With us are two porters. A teenage boy who is 16 years and much older man in his mid to late 50’s. The older man has been carrying twice the weight of his young companion and is still putting him to shame. We continue down trying not to slip as best we can. By the time we reach camp 1 our legs are aching, but it’s only around 1pm so we continue onto Machulu. I know it’s going to drag out and take longer than we expect, but the lure of a cold bucket shower and a thin mattress with clean bedding is a prospect worth continuing for.

A long way down

A long way down

The young guy is beginning to suffer and falls behind. The dull ache in my thighs has been replaced with severe burn. I can feel nerve endings being plucked and pulled like guitar strings. The pain shoots up into my hips and my legs start to cramp. There is nowhere flat to stand, no rest ahead. As we approach the village I notice Emma going into the late stages of exhaustion. She has become very quiet and focused. We have now been resisting the relentless pull of gravity for over 6 hours. The gradient eases slightly as we enter the village a blessed relief.

Muchulu village

Muchulu village

Small children begin to encircle us chanting… Anglais mimo foto tek. I feel like I am in a scene from Lord of the flies. As it turns out they are singing… English mother photo take. We reach the schoolmasters house and waste no time is removing our boots, peeling off our sweaty socks and collapsing on the floor. The old porter who has carried 25kg looks by contrast remarkably fresh. I admire his constitution. The teen has fallen behind and is in a similar condition to ourselves just with an extra 15kg. Amin goes back to pick up the adolescent pieces.

I walk the village is search of a drink. It’s either cold water or warm Mountain Dew. I take the warm soft drink and guzzle down as much as I can.

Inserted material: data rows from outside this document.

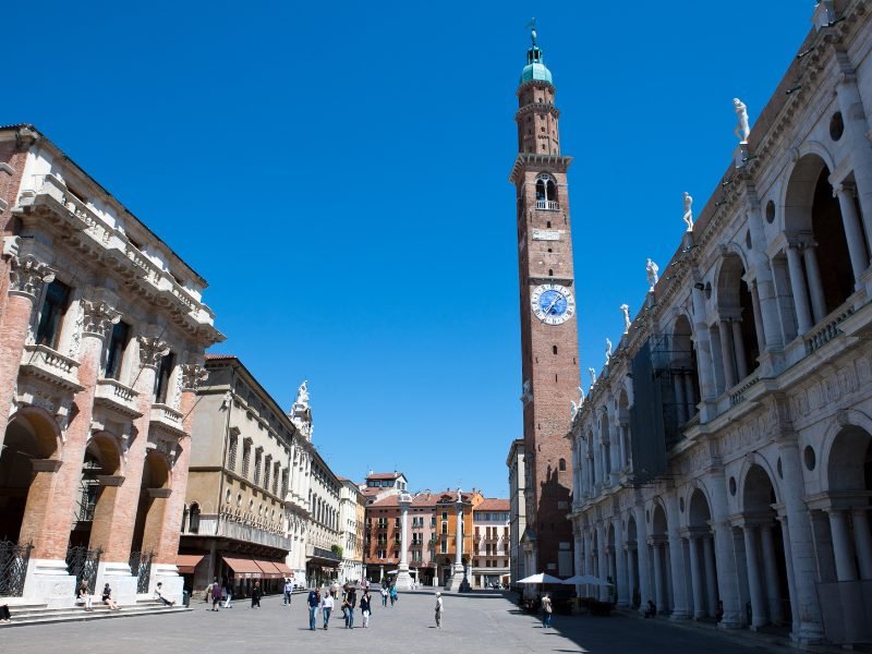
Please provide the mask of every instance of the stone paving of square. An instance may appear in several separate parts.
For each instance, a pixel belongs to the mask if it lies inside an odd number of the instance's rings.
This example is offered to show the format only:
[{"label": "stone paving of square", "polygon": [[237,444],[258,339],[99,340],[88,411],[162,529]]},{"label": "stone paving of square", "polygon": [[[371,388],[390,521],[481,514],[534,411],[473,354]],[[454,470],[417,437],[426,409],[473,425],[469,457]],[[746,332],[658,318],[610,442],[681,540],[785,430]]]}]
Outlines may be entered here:
[{"label": "stone paving of square", "polygon": [[291,608],[281,596],[266,597],[261,609],[249,601],[233,603],[220,613],[196,601],[190,613],[92,620],[65,625],[16,627],[0,630],[0,651],[62,651],[65,654],[161,654],[178,652],[350,652],[359,647],[388,647],[403,654],[474,652],[591,652],[650,654],[746,654],[767,646],[736,642],[714,630],[687,629],[665,619],[626,616],[594,618],[554,616],[554,627],[543,629],[536,616],[520,613],[500,593],[445,594],[443,629],[434,623],[434,592],[401,594],[395,607],[382,607],[374,597],[371,627],[348,630],[334,615],[327,631],[308,630],[305,595],[295,595]]}]

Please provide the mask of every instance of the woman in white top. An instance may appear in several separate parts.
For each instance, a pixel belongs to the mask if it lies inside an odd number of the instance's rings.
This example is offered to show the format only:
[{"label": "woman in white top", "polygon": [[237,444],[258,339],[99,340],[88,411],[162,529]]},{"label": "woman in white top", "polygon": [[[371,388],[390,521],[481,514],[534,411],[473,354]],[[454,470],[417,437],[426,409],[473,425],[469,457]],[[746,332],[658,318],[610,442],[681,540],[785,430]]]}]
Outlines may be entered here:
[{"label": "woman in white top", "polygon": [[320,601],[320,610],[324,614],[324,628],[330,621],[330,613],[334,610],[334,595],[328,589],[324,589],[324,596]]}]

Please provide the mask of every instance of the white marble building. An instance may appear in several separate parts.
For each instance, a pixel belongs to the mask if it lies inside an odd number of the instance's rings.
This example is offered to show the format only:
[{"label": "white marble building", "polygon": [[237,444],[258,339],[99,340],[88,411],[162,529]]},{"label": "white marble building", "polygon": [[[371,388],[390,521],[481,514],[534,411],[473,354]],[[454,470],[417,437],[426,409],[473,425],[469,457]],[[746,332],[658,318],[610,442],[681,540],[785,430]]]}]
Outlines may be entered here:
[{"label": "white marble building", "polygon": [[576,570],[619,606],[872,640],[871,48],[868,2],[816,5],[578,408]]}]

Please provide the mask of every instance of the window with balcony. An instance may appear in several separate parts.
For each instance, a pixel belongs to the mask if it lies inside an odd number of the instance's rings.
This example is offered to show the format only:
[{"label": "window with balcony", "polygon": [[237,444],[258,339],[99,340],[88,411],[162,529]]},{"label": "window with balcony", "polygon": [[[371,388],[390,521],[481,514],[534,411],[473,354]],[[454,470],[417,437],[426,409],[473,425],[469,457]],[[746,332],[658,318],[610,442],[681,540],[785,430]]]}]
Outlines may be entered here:
[{"label": "window with balcony", "polygon": [[109,347],[106,352],[106,367],[104,377],[107,379],[121,378],[121,362],[124,359],[124,350],[130,340],[130,327],[126,323],[118,323],[112,327],[112,336],[109,338]]},{"label": "window with balcony", "polygon": [[61,336],[61,324],[66,307],[70,305],[70,287],[59,280],[46,288],[46,299],[39,311],[39,324],[36,328],[36,343],[52,350],[58,349]]},{"label": "window with balcony", "polygon": [[157,376],[155,377],[155,402],[158,404],[167,403],[167,395],[170,389],[170,375],[174,365],[175,356],[172,352],[160,359],[160,365],[157,368]]}]

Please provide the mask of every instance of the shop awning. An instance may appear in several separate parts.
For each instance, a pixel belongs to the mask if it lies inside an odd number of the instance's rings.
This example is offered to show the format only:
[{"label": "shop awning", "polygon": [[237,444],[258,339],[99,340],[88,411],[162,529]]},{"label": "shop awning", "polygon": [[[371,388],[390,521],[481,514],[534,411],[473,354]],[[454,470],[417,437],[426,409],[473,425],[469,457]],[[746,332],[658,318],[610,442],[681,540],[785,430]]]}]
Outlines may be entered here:
[{"label": "shop awning", "polygon": [[193,574],[194,568],[203,560],[203,554],[179,554],[175,556],[175,567],[180,574]]},{"label": "shop awning", "polygon": [[272,565],[276,566],[279,569],[279,572],[284,574],[284,577],[293,577],[293,570],[291,570],[282,561],[272,561]]},{"label": "shop awning", "polygon": [[264,579],[283,579],[284,574],[281,573],[281,570],[276,568],[271,561],[262,561],[258,559],[254,559],[254,562],[257,564],[257,567],[264,573]]},{"label": "shop awning", "polygon": [[228,567],[233,570],[233,574],[239,579],[263,579],[264,572],[252,559],[221,557]]}]

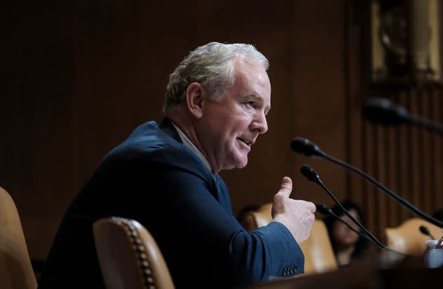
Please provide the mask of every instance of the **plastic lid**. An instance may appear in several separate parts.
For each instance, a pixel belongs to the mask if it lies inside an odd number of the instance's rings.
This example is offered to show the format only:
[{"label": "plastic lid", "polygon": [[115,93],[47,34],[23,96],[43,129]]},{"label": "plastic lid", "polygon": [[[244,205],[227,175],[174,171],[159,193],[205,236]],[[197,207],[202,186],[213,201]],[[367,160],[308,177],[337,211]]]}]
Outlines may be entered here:
[{"label": "plastic lid", "polygon": [[425,242],[426,247],[435,247],[438,243],[438,240],[428,240]]}]

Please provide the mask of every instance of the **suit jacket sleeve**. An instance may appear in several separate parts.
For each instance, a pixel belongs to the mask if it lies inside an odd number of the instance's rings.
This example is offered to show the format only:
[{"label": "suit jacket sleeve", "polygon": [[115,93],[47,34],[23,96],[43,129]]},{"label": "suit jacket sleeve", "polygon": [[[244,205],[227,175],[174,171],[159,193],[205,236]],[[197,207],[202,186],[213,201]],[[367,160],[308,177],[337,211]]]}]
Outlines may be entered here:
[{"label": "suit jacket sleeve", "polygon": [[[155,194],[155,201],[144,204],[150,213],[138,218],[153,231],[176,278],[191,274],[182,266],[184,258],[192,260],[188,264],[198,268],[200,276],[228,287],[303,272],[303,253],[288,229],[272,222],[245,231],[233,216],[231,204],[224,204],[229,195],[221,179],[217,184],[195,155],[184,150],[151,154],[149,160],[155,164],[140,181],[149,180],[144,193]],[[149,219],[153,212],[162,219],[161,226]],[[179,244],[174,241],[177,236]]]}]

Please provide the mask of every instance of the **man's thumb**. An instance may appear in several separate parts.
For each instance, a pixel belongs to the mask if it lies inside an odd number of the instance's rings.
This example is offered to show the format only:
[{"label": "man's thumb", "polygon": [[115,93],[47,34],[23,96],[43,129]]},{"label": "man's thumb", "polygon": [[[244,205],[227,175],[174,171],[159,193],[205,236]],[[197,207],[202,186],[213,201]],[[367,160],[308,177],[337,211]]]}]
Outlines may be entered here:
[{"label": "man's thumb", "polygon": [[293,180],[289,176],[284,176],[281,181],[281,186],[280,187],[280,192],[285,194],[285,195],[289,198],[290,192],[293,191]]}]

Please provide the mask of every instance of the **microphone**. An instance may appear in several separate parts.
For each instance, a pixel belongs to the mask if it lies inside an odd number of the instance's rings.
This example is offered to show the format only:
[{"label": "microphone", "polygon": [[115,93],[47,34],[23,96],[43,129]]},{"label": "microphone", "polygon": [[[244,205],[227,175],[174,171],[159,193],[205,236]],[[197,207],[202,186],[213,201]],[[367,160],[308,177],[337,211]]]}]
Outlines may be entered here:
[{"label": "microphone", "polygon": [[373,124],[385,126],[413,124],[443,135],[443,126],[408,113],[403,106],[386,98],[371,98],[361,108],[361,114]]},{"label": "microphone", "polygon": [[420,226],[420,231],[423,235],[426,235],[426,236],[430,236],[431,240],[436,240],[435,237],[434,237],[432,236],[432,234],[430,233],[430,232],[429,231],[429,230],[428,229],[428,228],[425,226],[423,226],[423,225]]},{"label": "microphone", "polygon": [[[385,245],[383,245],[380,241],[378,240],[377,238],[375,238],[373,235],[372,235],[363,225],[361,225],[357,220],[352,217],[351,214],[347,212],[345,207],[342,205],[342,204],[339,202],[338,200],[335,198],[335,196],[329,191],[329,189],[323,184],[321,180],[320,179],[320,176],[319,174],[311,167],[308,165],[304,165],[300,168],[300,172],[302,174],[306,177],[309,181],[319,185],[332,198],[332,199],[335,202],[335,203],[343,210],[343,212],[352,221],[354,224],[357,225],[360,229],[361,229],[365,235],[368,236],[368,238],[371,240],[371,243],[375,245],[380,249],[386,250],[390,252],[394,252],[397,253],[399,253],[395,250],[393,250]],[[340,219],[340,218],[339,218]],[[402,253],[399,253],[402,254]]]},{"label": "microphone", "polygon": [[349,225],[347,222],[345,221],[344,220],[342,220],[340,217],[338,217],[337,215],[337,214],[335,214],[330,207],[326,207],[326,205],[324,204],[317,204],[316,205],[316,211],[318,212],[319,212],[320,214],[323,214],[325,217],[328,217],[328,216],[332,216],[335,219],[336,219],[337,221],[344,224],[347,227],[348,227],[351,231],[354,231],[355,233],[357,233],[359,236],[362,237],[363,238],[364,238],[366,240],[370,242],[371,243],[375,245],[377,247],[378,247],[376,244],[374,244],[372,240],[368,238],[367,236],[366,236],[365,234],[364,234],[361,231],[357,231],[355,229],[352,228],[352,226],[351,225]]},{"label": "microphone", "polygon": [[[373,185],[375,186],[377,188],[382,190],[383,192],[387,193],[390,197],[392,198],[393,199],[397,200],[398,203],[399,203],[400,205],[402,205],[403,207],[404,207],[405,208],[406,208],[407,210],[413,212],[415,215],[420,217],[421,219],[425,221],[428,221],[428,222],[435,226],[437,226],[440,228],[443,228],[443,222],[442,222],[441,221],[420,211],[420,210],[414,207],[411,203],[403,199],[399,195],[397,195],[395,193],[394,193],[389,188],[386,188],[385,186],[382,185],[380,182],[376,181],[372,176],[369,176],[368,174],[363,172],[361,170],[357,169],[357,167],[354,167],[343,161],[341,161],[330,155],[328,155],[327,154],[323,153],[319,148],[318,146],[312,143],[311,141],[307,139],[297,137],[297,138],[293,139],[293,141],[291,141],[291,147],[297,153],[303,154],[307,157],[319,156],[330,162],[332,162],[335,164],[337,164],[342,167],[346,167],[348,169],[350,169],[352,172],[359,174],[361,176],[368,180]],[[304,169],[305,171],[309,170],[309,169]],[[306,172],[306,173],[309,174],[307,171]],[[303,174],[303,172],[302,172],[302,174]]]}]

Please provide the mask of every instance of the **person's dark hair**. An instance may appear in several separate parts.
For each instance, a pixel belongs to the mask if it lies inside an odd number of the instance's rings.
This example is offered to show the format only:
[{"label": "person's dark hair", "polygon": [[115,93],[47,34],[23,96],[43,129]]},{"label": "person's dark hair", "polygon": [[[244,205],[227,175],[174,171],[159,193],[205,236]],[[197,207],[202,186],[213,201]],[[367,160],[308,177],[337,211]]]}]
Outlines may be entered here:
[{"label": "person's dark hair", "polygon": [[[360,207],[354,203],[350,200],[345,200],[341,202],[342,205],[347,211],[349,211],[350,210],[355,210],[359,215],[359,221],[361,224],[364,226],[364,216]],[[333,206],[331,210],[338,217],[341,217],[345,214],[345,212],[342,210],[338,205],[335,205]],[[329,234],[329,238],[330,239],[330,243],[333,246],[333,249],[334,252],[337,252],[337,243],[335,240],[334,239],[333,234],[333,224],[338,221],[335,218],[332,216],[328,216],[325,219],[323,219],[323,221],[325,225],[326,225],[326,228],[328,229],[328,233]],[[366,240],[361,237],[359,236],[357,243],[355,243],[355,250],[352,253],[352,256],[351,257],[352,259],[355,259],[363,257],[365,255],[366,251],[367,243]]]}]

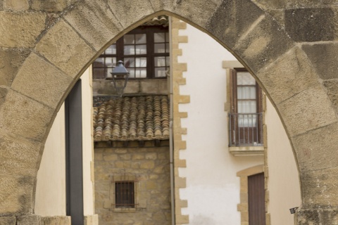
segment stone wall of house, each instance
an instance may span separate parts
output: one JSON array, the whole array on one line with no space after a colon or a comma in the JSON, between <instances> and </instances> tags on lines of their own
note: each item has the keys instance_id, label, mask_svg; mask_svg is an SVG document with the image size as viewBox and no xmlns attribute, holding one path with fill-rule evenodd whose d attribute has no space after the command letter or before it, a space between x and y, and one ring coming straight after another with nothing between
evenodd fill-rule
<instances>
[{"instance_id":1,"label":"stone wall of house","mask_svg":"<svg viewBox=\"0 0 338 225\"><path fill-rule=\"evenodd\" d=\"M169 144L145 141L96 145L95 209L100 225L171 224ZM135 208L115 209L114 178L135 177Z\"/></svg>"}]
</instances>

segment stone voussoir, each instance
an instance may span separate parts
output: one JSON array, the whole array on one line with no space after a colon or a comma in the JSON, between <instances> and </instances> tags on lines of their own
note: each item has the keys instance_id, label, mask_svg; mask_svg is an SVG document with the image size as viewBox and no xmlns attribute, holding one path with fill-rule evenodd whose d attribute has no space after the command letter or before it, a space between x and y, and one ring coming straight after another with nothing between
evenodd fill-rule
<instances>
[{"instance_id":1,"label":"stone voussoir","mask_svg":"<svg viewBox=\"0 0 338 225\"><path fill-rule=\"evenodd\" d=\"M338 167L303 171L300 175L302 207L326 209L338 205Z\"/></svg>"},{"instance_id":2,"label":"stone voussoir","mask_svg":"<svg viewBox=\"0 0 338 225\"><path fill-rule=\"evenodd\" d=\"M243 13L243 11L250 13ZM232 48L263 14L264 12L251 1L223 1L208 21L206 28Z\"/></svg>"},{"instance_id":3,"label":"stone voussoir","mask_svg":"<svg viewBox=\"0 0 338 225\"><path fill-rule=\"evenodd\" d=\"M321 84L293 96L277 108L291 137L337 122L335 112Z\"/></svg>"},{"instance_id":4,"label":"stone voussoir","mask_svg":"<svg viewBox=\"0 0 338 225\"><path fill-rule=\"evenodd\" d=\"M9 90L0 108L0 129L13 135L42 141L54 113L54 109Z\"/></svg>"},{"instance_id":5,"label":"stone voussoir","mask_svg":"<svg viewBox=\"0 0 338 225\"><path fill-rule=\"evenodd\" d=\"M146 0L137 1L113 0L109 1L108 4L124 28L128 27L131 25L136 27L137 23L140 23L140 20L144 20L144 22L147 20L142 20L145 19L144 15L151 15L155 13L151 2Z\"/></svg>"},{"instance_id":6,"label":"stone voussoir","mask_svg":"<svg viewBox=\"0 0 338 225\"><path fill-rule=\"evenodd\" d=\"M338 167L337 153L327 151L338 146L337 130L338 123L335 122L292 138L301 172Z\"/></svg>"},{"instance_id":7,"label":"stone voussoir","mask_svg":"<svg viewBox=\"0 0 338 225\"><path fill-rule=\"evenodd\" d=\"M182 1L174 8L173 13L178 15L185 15L186 19L194 21L195 24L202 27L210 20L211 15L215 13L215 10L222 4L222 0L204 1L194 0ZM194 7L192 7L194 5Z\"/></svg>"},{"instance_id":8,"label":"stone voussoir","mask_svg":"<svg viewBox=\"0 0 338 225\"><path fill-rule=\"evenodd\" d=\"M18 69L30 54L27 49L0 49L0 86L10 86Z\"/></svg>"},{"instance_id":9,"label":"stone voussoir","mask_svg":"<svg viewBox=\"0 0 338 225\"><path fill-rule=\"evenodd\" d=\"M43 82L44 79L48 79L49 82ZM32 53L21 66L11 87L51 108L56 108L72 81L72 77Z\"/></svg>"},{"instance_id":10,"label":"stone voussoir","mask_svg":"<svg viewBox=\"0 0 338 225\"><path fill-rule=\"evenodd\" d=\"M0 175L0 217L31 214L35 176Z\"/></svg>"},{"instance_id":11,"label":"stone voussoir","mask_svg":"<svg viewBox=\"0 0 338 225\"><path fill-rule=\"evenodd\" d=\"M71 77L81 75L96 53L63 20L49 29L35 50Z\"/></svg>"},{"instance_id":12,"label":"stone voussoir","mask_svg":"<svg viewBox=\"0 0 338 225\"><path fill-rule=\"evenodd\" d=\"M319 84L306 54L297 46L261 70L256 76L275 104Z\"/></svg>"},{"instance_id":13,"label":"stone voussoir","mask_svg":"<svg viewBox=\"0 0 338 225\"><path fill-rule=\"evenodd\" d=\"M338 43L303 44L301 48L307 54L320 78L323 79L338 78L337 73ZM323 60L323 56L326 58L325 60Z\"/></svg>"},{"instance_id":14,"label":"stone voussoir","mask_svg":"<svg viewBox=\"0 0 338 225\"><path fill-rule=\"evenodd\" d=\"M285 31L267 13L251 28L239 40L234 50L254 73L294 46Z\"/></svg>"},{"instance_id":15,"label":"stone voussoir","mask_svg":"<svg viewBox=\"0 0 338 225\"><path fill-rule=\"evenodd\" d=\"M15 217L0 217L0 224L16 225Z\"/></svg>"},{"instance_id":16,"label":"stone voussoir","mask_svg":"<svg viewBox=\"0 0 338 225\"><path fill-rule=\"evenodd\" d=\"M97 51L123 30L102 0L77 4L64 18Z\"/></svg>"},{"instance_id":17,"label":"stone voussoir","mask_svg":"<svg viewBox=\"0 0 338 225\"><path fill-rule=\"evenodd\" d=\"M42 144L0 131L0 174L36 176Z\"/></svg>"},{"instance_id":18,"label":"stone voussoir","mask_svg":"<svg viewBox=\"0 0 338 225\"><path fill-rule=\"evenodd\" d=\"M331 8L292 8L284 12L285 30L295 41L332 41L337 16Z\"/></svg>"},{"instance_id":19,"label":"stone voussoir","mask_svg":"<svg viewBox=\"0 0 338 225\"><path fill-rule=\"evenodd\" d=\"M42 13L0 11L0 47L32 48L45 29L46 15Z\"/></svg>"}]
</instances>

Twenty minutes later Amin arrives with the broken boy in tow. He look more relieved than I to be back in the village.

Home in Muchulu

Amin’s Home in Muchulu

Later that night Amin makes us all a tasty meal of Potatoes and rice. He humbly apologises for not being able to offer us any meat which we refute. He has done so much for us already. As a last course he brings out, much to our surprise a large crème caramel. It is outstandingly good and would be worthy of any restaurant in Sydney and perhaps even Paris. We handout some presents for his six children. Some red and gold bangles for his two eldest daughters, a talking battery operated parrot that is sure to drive him mad and a small tank with flashing lights for his son. Last but not least some plastic blocks for his baby twins. They all come in one by one to receive them and graciously take them away. Amin tells us we have brought many presents. That is because you have many children. I think Amin sees an opportunity to kindly lecture us again but gets distracted by Habib laughing.

The children in Machulu

The children in Machulu

It has been great to reunite for another trek. We just had to see K2 again, and being with Amin and Habib was an extra bonus we had not expected. Habib now has to travel back to Gilgit and leaves early.

Proud dad

Proud dad

We linger a little longer in Machulu with Amin before bidding him goodbye. His eyes are a little glassy when we leave. He is such a wonderful man, kind and loved in his village. We give him a hug, his body is as hard as steel but he has a soft heart. He looks at me and says exactly what he said four years ago

Don’t forget me…

We drive away with a lump in our throats. I can feel my eyes tingling a little. It’s impossible not to look back and all I can think about is stopping the car and turning around.